Doch als nach dem Ende der Coronazeit der Umsatz sank und die Zinsen für die auf Kredit gekauften Marken stiegen, holte die Wirklichkeit das Unternehmen ein. Der ehemalige Ebay-Deutschlandchef Eben Sermon übernahm als neuer CEO von Chaljawski, der sein Unternehmen verließ, und leitete eine Restrukturierung ein.
Der Name „Berlin Brands Group“ wurde eingestampft, das Unternehmen kehrte zu seinem Kern zurück. Von den zugekauften Marken hat nur eine Handvoll überlebt, viele wurden eingestellt, einige verkauft. Heute macht die selbst entwickelte Kernmarke Klarstein (Haushaltswaren) wieder 90 Prozent des Umsatzes.

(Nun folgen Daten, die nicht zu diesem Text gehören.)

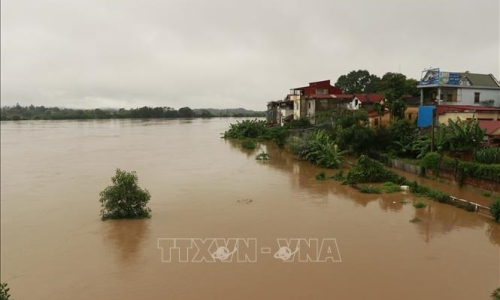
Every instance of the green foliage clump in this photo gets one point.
(390, 187)
(463, 135)
(4, 291)
(262, 156)
(419, 204)
(431, 161)
(124, 199)
(486, 193)
(495, 209)
(248, 144)
(368, 170)
(488, 155)
(368, 189)
(338, 176)
(246, 129)
(257, 130)
(321, 176)
(298, 124)
(319, 148)
(403, 133)
(352, 131)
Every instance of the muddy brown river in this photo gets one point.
(281, 233)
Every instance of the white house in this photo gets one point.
(454, 88)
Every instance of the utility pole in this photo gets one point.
(432, 130)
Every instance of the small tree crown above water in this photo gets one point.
(124, 199)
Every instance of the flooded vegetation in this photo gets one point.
(55, 246)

Damit verbunden ist auch ein massiver Stellenabbau. „Unsere Anpassung der Kostenstruktur an das veränderte Geschäftsmodell und die herausfordernde Marktsituation erfolgt konsequent auf allen Ebenen“, teilte ein Sprecher mit. Die Entwicklung von Klarstein sei jedoch „positiv“. Er betonte: „Grundsätzlich schließen wir Übernahmen weiterhin nicht aus, wenn sich gute Gelegenheiten ergeben und sie strategisch sinnvoll sind.“
Razor Group holt Restrukturierungsexperten
Die Razor Group, die sich als der große Konsolidierer unter den Amazon-Aggregatoren sah, ist heute nur noch ein Schatten ihrer selbst. Für 2022 hatte das Unternehmen einen Umsatz von einer Milliarde Euro angepeilt, heute soll er Branchenkreisen zufolge gerade noch bei der Hälfte liegen. Das Unternehmen äußerte sich auf Nachfrage nicht.
Nach dem Zusammenschluss mit dem US-Unternehmen Perch im Frühjahr 2024 verschob sich der Mittelpunkt des einstigen Berliner Unternehmens immer stärker in die USA. Die US-Tochter Whele LLC fungiert heute de facto als Dachholding, der Hauptumsatz und das Gros der Investoren kommen aus den USA. Im August dieses Jahres verschmolz Whele mit dem US-Konkurrenten Infinite Commerce.
Das Unternehmen tritt zwar noch unter dem Namen Razor auf. Doch mit dem ursprünglichen Einhorn hat es nicht mehr viel zu tun. Die Razor Group GmbH in Berlin wird seit Kurzem von den Restrukturierungsexperten Jan Dettbarn und Moritz Schumacher geführt. Von den fünf Gründern ist keiner mehr an Bord.